Lexington, KY – After years of discussion and different iterations of a downtown management district, the Downtown Lexington Corporation (DLC) has started handing out petitions to have the core of Lexington’s downtown officially become a management district.
In the first of four public meetings Monday morning, representatives of the DLC board presented a proposed plan for the management district they say would act much like a homeowners or mall association.
A map of the proposed downtown management district boundary. Click to enlarge
Under state statute, the establishment of this type of district requires that at least one third of property owners in the defined area, representing at least 51 percent of the area’s value, agree to an added assessment — in this case, 10 cents for every $100 of property, or $100 for every $100,000 of value. The statute requires that the district be approved by the area’s legislative body — in Lexington’s case, the Urban-County Council.
Downtown Louisville has the only management district in Kentucky, but according to numbers presented by the DLC, there are currently 1,200 management districts in the United States.
In 2011, DLC President Renee Jackson initially rolled out the idea of this management district, which would focus heavily on marketing and beautification of the downtown core. There had been one other management district proposed for the downtown that did not materialize, Jackson previously told
The reason for its failure, Jackson said, was the area’s property owners weren’t on board with the “Clean and Safe” focus of the district. Many management districts nationwide use their resources to keep streets cleared of trash and will even clear sidewalks during snowfall. Some also employ social workers who can help identify problems within the area and act as liaisons with law enforcement and even cut deals with storeowners in the area to convince them not to sell anything less than a six-pack of alcoholic beverages.

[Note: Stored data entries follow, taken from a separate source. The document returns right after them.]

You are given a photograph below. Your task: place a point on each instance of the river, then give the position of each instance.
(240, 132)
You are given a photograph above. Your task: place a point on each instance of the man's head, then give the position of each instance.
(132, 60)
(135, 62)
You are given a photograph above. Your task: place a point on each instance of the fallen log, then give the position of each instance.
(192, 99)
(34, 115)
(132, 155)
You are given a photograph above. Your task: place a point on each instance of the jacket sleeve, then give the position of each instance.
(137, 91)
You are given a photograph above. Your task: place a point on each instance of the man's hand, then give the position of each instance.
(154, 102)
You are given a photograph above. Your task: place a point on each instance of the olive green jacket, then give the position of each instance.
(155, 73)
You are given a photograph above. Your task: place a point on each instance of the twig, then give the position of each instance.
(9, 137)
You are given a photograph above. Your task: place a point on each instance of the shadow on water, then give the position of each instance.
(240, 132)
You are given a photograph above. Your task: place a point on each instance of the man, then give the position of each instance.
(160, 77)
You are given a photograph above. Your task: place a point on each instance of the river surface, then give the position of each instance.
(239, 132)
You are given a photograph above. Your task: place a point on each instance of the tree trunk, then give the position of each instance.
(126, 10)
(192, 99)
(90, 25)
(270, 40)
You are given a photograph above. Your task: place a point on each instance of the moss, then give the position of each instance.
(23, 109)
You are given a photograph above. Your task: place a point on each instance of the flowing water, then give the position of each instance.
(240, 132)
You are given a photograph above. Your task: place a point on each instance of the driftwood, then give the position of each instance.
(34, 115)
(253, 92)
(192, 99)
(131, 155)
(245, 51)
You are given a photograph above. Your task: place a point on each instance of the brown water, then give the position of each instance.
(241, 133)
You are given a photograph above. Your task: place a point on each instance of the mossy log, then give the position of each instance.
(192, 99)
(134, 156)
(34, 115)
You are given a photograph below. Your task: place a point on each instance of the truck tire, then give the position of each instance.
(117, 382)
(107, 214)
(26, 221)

The petition, which Jackson said already has three signatures, is in the same vein as the one introduced in 2011. Of a supposed $325,500 budget, $162,750 would go toward a promotional campaign, $84,630 to beautification, $48,825 to management and administration, $16,275 for ambassadors and community relations and $13,020 as a collection fee (4 percent of the overall total) for the Fayette County Sheriff’s Office.
While that is what is proposed, the final decision of how money would be allocated would be in the hands of the district’s board, which will not be appointed unless the district is created. According to the petition, the board would have 15 members, consisting of:
• At least one owner or designee of a retail business within the district
• At least one owner or designee of a residential property within the district
• At least four owners or designees of office buildings within the district
• At least one owner of a parking facility within the district
• At least one owner or operator of a restaurant, food service, or hotel/lodging facility within the district and
• At least one tenant of an office building within the district.